From the Boston Almanac for 1845
25 October 1844
A painter at work on Messrs Peck's Store, Milk Street, having a ladder tat was too short, rested the bottom on a box. Having ascended to the top, the box turned over, and thus he was thrown and badly fractured a leg.
27 October 1844
A horrible murder was perpetrated in a narrow street running between Cedar and Charles Streets, on the person of a Mrs. Bickford, late of Bangor, ME, by one Albert J. Tirrell, of Weymouth, MA, by cutting her throat from ear to ear. He then attempted burning the house to conceal his awful crime; the alarm was seasonable, and the threatened conflagration prevented. The body was awfully disfigured by the fire, as it was evident that Tirrell had tried to burn her upon the grate, or rather, leave the impression that she came accidentally by her death. Tirrell made his escape.
28 October 1844
While three workmen were engaged on a house in Greet Street, the staging gave way, and two of them fell to the balustrade, but were not fatally injured. The third one caught by the eves with his hands, and as the staging went, a ladder on which he ascended fell towards him, and he ascended in safety.
29 October 1844
Mr. Danforth, in attempting to stop a runaway horse, in Washington Street, had a leg broken.

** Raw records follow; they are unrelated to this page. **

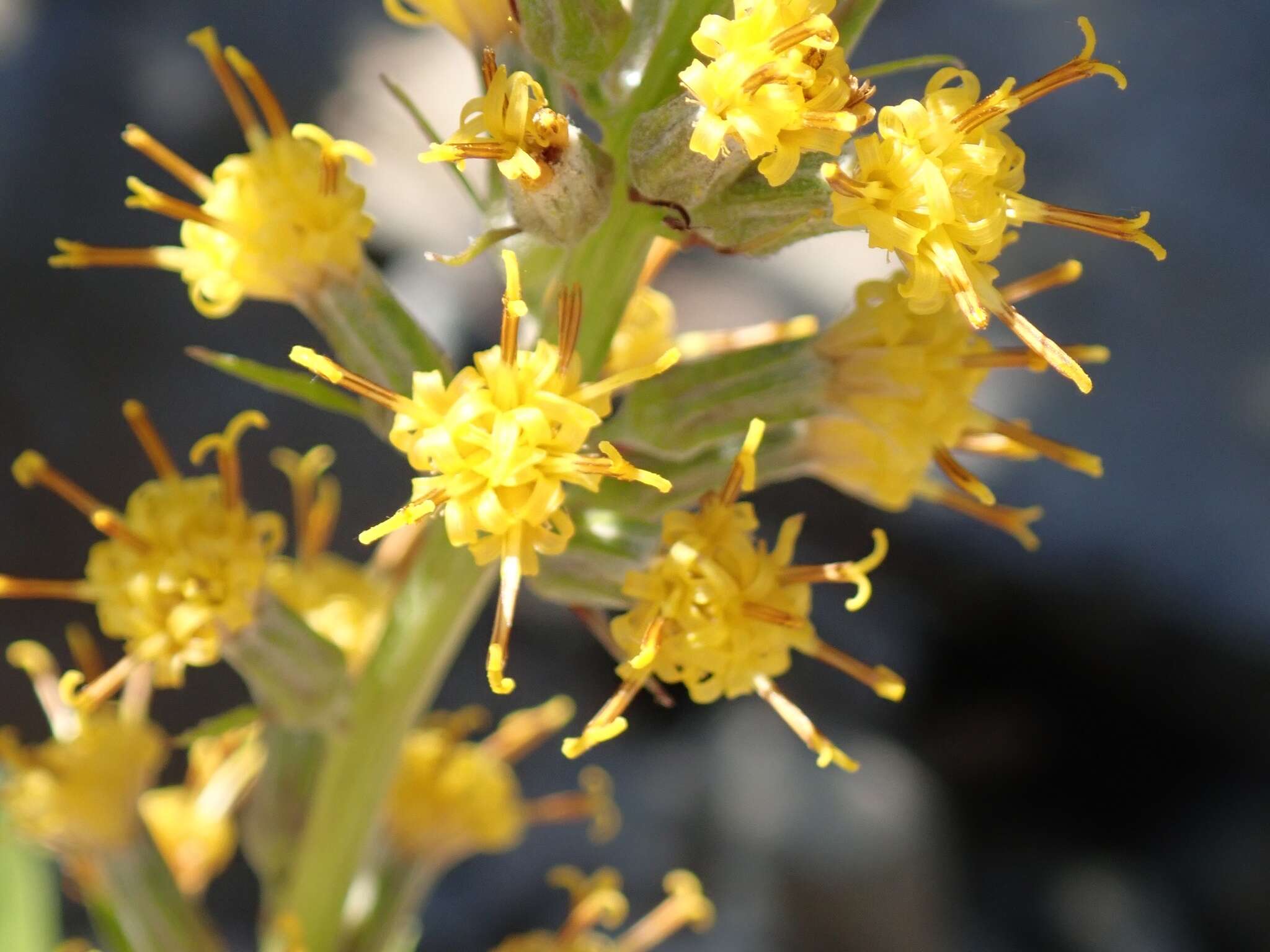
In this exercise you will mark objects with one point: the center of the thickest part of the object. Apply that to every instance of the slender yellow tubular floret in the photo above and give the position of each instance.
(511, 125)
(499, 443)
(454, 798)
(277, 223)
(597, 901)
(180, 565)
(76, 794)
(722, 614)
(900, 398)
(778, 82)
(192, 824)
(343, 602)
(940, 184)
(471, 22)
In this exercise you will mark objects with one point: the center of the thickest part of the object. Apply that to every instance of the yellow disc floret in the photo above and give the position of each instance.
(778, 82)
(721, 612)
(939, 183)
(511, 125)
(900, 398)
(180, 565)
(499, 443)
(277, 223)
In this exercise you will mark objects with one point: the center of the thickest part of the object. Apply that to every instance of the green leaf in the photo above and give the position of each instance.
(298, 385)
(577, 38)
(30, 906)
(220, 724)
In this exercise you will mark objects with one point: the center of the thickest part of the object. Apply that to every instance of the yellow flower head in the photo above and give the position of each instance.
(276, 223)
(471, 22)
(939, 184)
(343, 602)
(453, 798)
(180, 565)
(193, 824)
(499, 443)
(511, 125)
(778, 82)
(722, 614)
(76, 792)
(900, 398)
(597, 901)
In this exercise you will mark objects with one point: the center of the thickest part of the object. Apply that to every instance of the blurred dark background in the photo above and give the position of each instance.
(1082, 763)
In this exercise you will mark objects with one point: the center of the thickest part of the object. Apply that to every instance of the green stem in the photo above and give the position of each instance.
(136, 890)
(436, 607)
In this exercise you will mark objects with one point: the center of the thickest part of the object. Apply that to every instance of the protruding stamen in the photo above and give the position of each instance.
(609, 721)
(1009, 357)
(1050, 352)
(883, 681)
(685, 906)
(523, 731)
(226, 454)
(1062, 273)
(513, 309)
(270, 107)
(1029, 209)
(353, 382)
(38, 664)
(151, 443)
(210, 47)
(591, 392)
(169, 162)
(407, 516)
(76, 254)
(1014, 522)
(592, 801)
(741, 478)
(855, 573)
(826, 753)
(569, 315)
(60, 589)
(963, 479)
(508, 589)
(1061, 454)
(703, 343)
(151, 200)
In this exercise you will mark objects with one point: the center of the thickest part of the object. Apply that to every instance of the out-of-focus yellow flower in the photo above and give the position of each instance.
(193, 824)
(471, 22)
(453, 798)
(900, 398)
(277, 223)
(778, 82)
(939, 184)
(500, 442)
(343, 602)
(180, 565)
(511, 125)
(78, 792)
(597, 901)
(722, 614)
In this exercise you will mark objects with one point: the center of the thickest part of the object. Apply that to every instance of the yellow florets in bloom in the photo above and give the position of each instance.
(277, 223)
(597, 901)
(900, 395)
(453, 798)
(721, 612)
(939, 183)
(778, 82)
(76, 792)
(471, 22)
(499, 442)
(511, 125)
(180, 565)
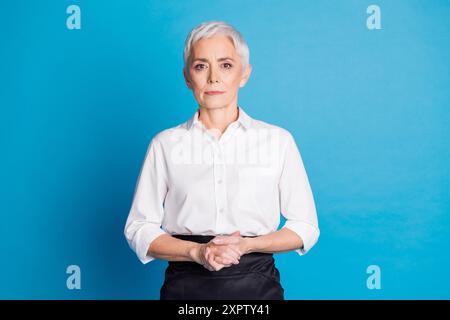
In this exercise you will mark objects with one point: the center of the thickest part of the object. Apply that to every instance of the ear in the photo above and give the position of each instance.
(245, 76)
(187, 79)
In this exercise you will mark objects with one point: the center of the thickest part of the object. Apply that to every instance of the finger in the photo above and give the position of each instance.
(223, 261)
(236, 251)
(214, 264)
(229, 256)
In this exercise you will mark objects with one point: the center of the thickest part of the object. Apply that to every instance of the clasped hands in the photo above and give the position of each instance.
(221, 252)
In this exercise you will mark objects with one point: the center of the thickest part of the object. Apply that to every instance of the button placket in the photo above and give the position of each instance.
(220, 194)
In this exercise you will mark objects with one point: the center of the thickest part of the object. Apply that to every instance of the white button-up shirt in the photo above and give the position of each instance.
(194, 182)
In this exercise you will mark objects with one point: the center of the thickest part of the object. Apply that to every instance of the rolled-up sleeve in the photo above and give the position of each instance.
(143, 224)
(296, 198)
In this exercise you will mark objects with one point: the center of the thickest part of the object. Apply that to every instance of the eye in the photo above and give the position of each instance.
(199, 66)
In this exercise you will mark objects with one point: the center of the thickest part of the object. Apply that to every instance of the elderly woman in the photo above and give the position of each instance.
(211, 190)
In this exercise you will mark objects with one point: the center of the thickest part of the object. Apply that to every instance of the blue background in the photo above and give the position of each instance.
(369, 110)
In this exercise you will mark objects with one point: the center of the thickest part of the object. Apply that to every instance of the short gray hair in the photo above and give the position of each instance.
(212, 28)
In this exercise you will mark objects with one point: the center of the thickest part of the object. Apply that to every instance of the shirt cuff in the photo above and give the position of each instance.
(307, 232)
(143, 238)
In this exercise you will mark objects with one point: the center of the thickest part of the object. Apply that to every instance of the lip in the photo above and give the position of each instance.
(212, 93)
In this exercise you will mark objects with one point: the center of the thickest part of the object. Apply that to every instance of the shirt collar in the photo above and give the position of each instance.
(244, 119)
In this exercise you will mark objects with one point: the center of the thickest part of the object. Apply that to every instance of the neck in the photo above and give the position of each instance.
(218, 119)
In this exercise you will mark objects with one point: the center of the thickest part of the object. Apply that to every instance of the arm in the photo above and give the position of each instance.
(280, 241)
(170, 248)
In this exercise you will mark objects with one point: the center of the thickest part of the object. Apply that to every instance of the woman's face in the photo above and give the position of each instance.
(214, 72)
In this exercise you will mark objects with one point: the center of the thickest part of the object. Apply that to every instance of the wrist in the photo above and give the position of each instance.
(248, 246)
(194, 252)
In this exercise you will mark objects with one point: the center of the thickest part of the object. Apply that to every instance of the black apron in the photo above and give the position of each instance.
(254, 278)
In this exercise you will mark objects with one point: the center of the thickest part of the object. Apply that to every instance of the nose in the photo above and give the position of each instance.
(213, 75)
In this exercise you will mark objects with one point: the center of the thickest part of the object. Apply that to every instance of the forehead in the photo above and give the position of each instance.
(216, 45)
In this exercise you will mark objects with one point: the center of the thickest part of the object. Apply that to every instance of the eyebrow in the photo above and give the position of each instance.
(206, 60)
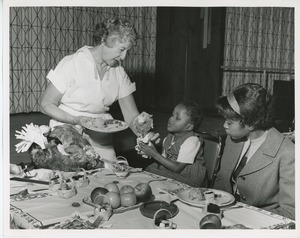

As a baggage wagon drove thro' Union Street, several demijohns of oil of vitrol fell off in to the street, making quite a stream of the fiery liquid. Nothwithstanding its destructive nature, a countryman drove his horse into it,--where slipping, he fell, and spattered it on the bystanders, and one boy, particularly, was badly burned by it.
Mr. H. Rich, formerly of Wellfleet, was killed by falling through a scuttle at Messrs. Hunnewell's store, on Granite Wharf.